The Bondage of the Will, Erasmus Skepticism Section III
The Bondage of the Will, SECOND PART, Section XCIII
For by the Scripture as our guide and teacher, he not only makes those things plain which would otherwise escape our notice, but almost compels us to behold them; as if he had assisted our dull sight with spectacles…
Commentary on Genesis, Volume I
The truths of revelation are so high as to exceed our comprehension; but, at the same time, the Holy Spirit has accommodated them so far to our capacity, as to render all Scripture profitable for instruction.... None can plead ignorance: for the deepest and most difficult doctrines are made plain to the most simple and unlettered of mankind
Commentary on Psalms, Volume 2 (on Psalm 49:4)
I remember as a Protestant evangelical being excited about the plain sense of scripture taught by the Reformers. Who wouldn’t? It made the Bible come alive to me. That meant that little ol’ me could read the Bible to understand it. But then I went to seminary, a very conservative seminary; it had students from different denominations who all believed that the Bible is the inerrant Word of God and that God’s Word can be plainly understood. I started to feel nervous when I started to realize that their opposing doctrines made sense. They each had plain verse(s) in scripture to support their doctrines. So it all depended on whose plain verses you accepted and whose were rejected.

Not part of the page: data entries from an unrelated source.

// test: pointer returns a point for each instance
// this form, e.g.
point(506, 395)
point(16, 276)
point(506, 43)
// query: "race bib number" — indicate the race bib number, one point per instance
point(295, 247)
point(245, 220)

As a Protestant minister, I would pound on the pulpit and shout “The BIBLE says …”. But deep down I knew I was not giving them what the Bible says, it was only my own interpretation of what the Bible is saying. I knew that there were sincere Bible-believing Christians from other denominations who would disagree with most of what I preached. The Bible is God’s inerrant Word, but our interpretation is not inerrant.
You can see this in the fundamentalist interpretation of Genesis. When it says that God created the whole world in seven days, the Protestant fundamentalists take it literal. When it says that man was created from the dust of the round they take this literally. When their children go to college, or happen to watch the Discovery Channel, they realize that science has proven that this is not so – and then they reject their faith. They do not realize that it was not the Bible that was proven wrong, but only their fundamentalist interpretation was proven wrong.
But some Protestant fundamentalists do not lose their Christian faith completely, they just lose their faith in the Bible, becoming liberal Protestants. They still hold to the plain meaning of scripture, but they believe that the Bible is plainly wrong. They see that science contradicts what the Book of Genesis plainly teaches about Creation, so the Bible is plainly wrong. And if the Bible can be plain wrong on Creation, it can be plainly wrong at other places as well.
Liberal Protestants and atheists take the Bible so literally and so plain, that when they see one verse that says one thing and another that says the apparent opposite, they automatically assume that the Bible is contradicting itself. It never occurred to them that the problem could be in their interpretation of the Bible, not in what it is actually saying. I once was reading an atheist’s list of contradictions in the Bible. I recall that one contradiction is that at one place it says that God is Spirit, without form and body. Then it cites other passages where it says the “arm of the Lord” or the “eye of the Lord”. He said that this is a clear contradiction. But has this atheist not ever heard of figurative language? He assumes that the Bible should be taken literally at all time, a position that not even the strictest fundamentalist would ever take. He is taking the plain, literal meaning of scripture not in order to obey it, but to attack it.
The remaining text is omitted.